Laporan Wartawan Tribunnews.com, Yanuar Riezqi Yovanda
TRIBUNNEWS.COM, JAKARTA - International Monetary Fund (IMF) menyebutkan, ekonomi Indonesia dapat tumbuh melambat dipengaruhi lesunya permintaan dari mitra dagang, lesunya pasar tenaga kerja, dipastikan akan meredam akibat tekanan inflasi.
Tidak itu saja, hambatan dari kebijakan konsolidasi fiskal terkini dan sikap kebijakan moneter yang lebih ketat, yang akan menyebabkan pertumbuhan kredit lebih lambat.
Baca juga: IMF Minta Cabut Larangan Ekspor Nikel, Pengusaha: Pemerintah Harus Berani dan Siap Hadapi Pihak Luar
"Hal ini tentunya menjadi perhatian pengambil kebijakan moneter dan fiskal," ujar Associate Director of Research and Investment Pilarmas Investindo Sekuritas Maximilianus Nico Demus dalam risetnya, Senin (3/7/2023).
Dia mengungkapkan, pasar berharap adanya sinergi antara kebijakan moneter dan fiskal, sehingga ini akan menopang momentum pemulihan ekonomi nasional hingga akhir tahun untuk menjaga perekonomian untuk tetap tumbuh.
"Apalagi dengan adanya endemi pasca Covid 19," katanya.
Sebelumnya, IMF dalam laporannya artikel IV Consultation tahun 2023 memberikan catatan, bahwa pertumbuhan ekonomi Indonesia menujukan pemulihan yang baik pasca pandemic Covid-19.
Pencapaian tersebut tentunya tidak terlepas dari peran kebijakan moneter dan fiscal untuk menjaga dan meningkatkan kinerja makroekonomi menjadi lebih kuat.

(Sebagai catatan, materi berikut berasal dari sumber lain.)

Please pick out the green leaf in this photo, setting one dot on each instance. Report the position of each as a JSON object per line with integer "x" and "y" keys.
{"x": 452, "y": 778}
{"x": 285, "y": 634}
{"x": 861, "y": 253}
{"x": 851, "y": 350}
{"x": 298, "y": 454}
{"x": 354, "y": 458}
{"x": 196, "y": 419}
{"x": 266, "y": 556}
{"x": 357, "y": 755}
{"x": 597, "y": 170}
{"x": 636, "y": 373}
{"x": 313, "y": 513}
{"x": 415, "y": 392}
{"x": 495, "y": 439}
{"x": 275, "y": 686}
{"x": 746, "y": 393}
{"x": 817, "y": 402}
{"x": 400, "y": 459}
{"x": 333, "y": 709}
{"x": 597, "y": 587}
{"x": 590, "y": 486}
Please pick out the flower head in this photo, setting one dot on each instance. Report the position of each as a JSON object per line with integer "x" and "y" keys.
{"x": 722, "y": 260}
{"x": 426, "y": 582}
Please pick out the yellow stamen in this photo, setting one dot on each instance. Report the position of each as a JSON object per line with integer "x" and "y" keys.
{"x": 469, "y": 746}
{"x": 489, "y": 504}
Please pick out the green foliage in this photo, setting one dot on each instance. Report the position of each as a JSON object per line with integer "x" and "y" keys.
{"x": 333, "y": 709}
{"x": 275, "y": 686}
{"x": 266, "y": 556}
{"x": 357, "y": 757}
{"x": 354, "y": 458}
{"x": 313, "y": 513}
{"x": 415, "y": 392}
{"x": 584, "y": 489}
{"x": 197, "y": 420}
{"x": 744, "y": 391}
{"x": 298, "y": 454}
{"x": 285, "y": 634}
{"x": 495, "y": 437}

Baca juga: Indonesia Sudah Tidak Punya Utang ke IMF, Menteri Bahlil Lahadalia: Lunas Sejak Era SBY
Di mana ditengah ketidakpastian akan kondisi global saat ini yang dipengaruhi dengan inflasi dan suku bunga tentunya menjadi tantangan Indonesia dalam menjaga normalisasi kebijakan moneter dan fiskal sebagai upaya menjaga ekonomi nasional.
"IMF memprediksi pertumbuhan ekonomi Indonesia akan mengalami moderasi di kisaran 5 persen pada 2023. Namun demikian, IMF juga memberikan catatan yang dapat memberikan dampak pada pertumbuhan ekonomi Indonesia tentunya sebagai isyarat agar Indonesia tidak terlena," pungkasnya.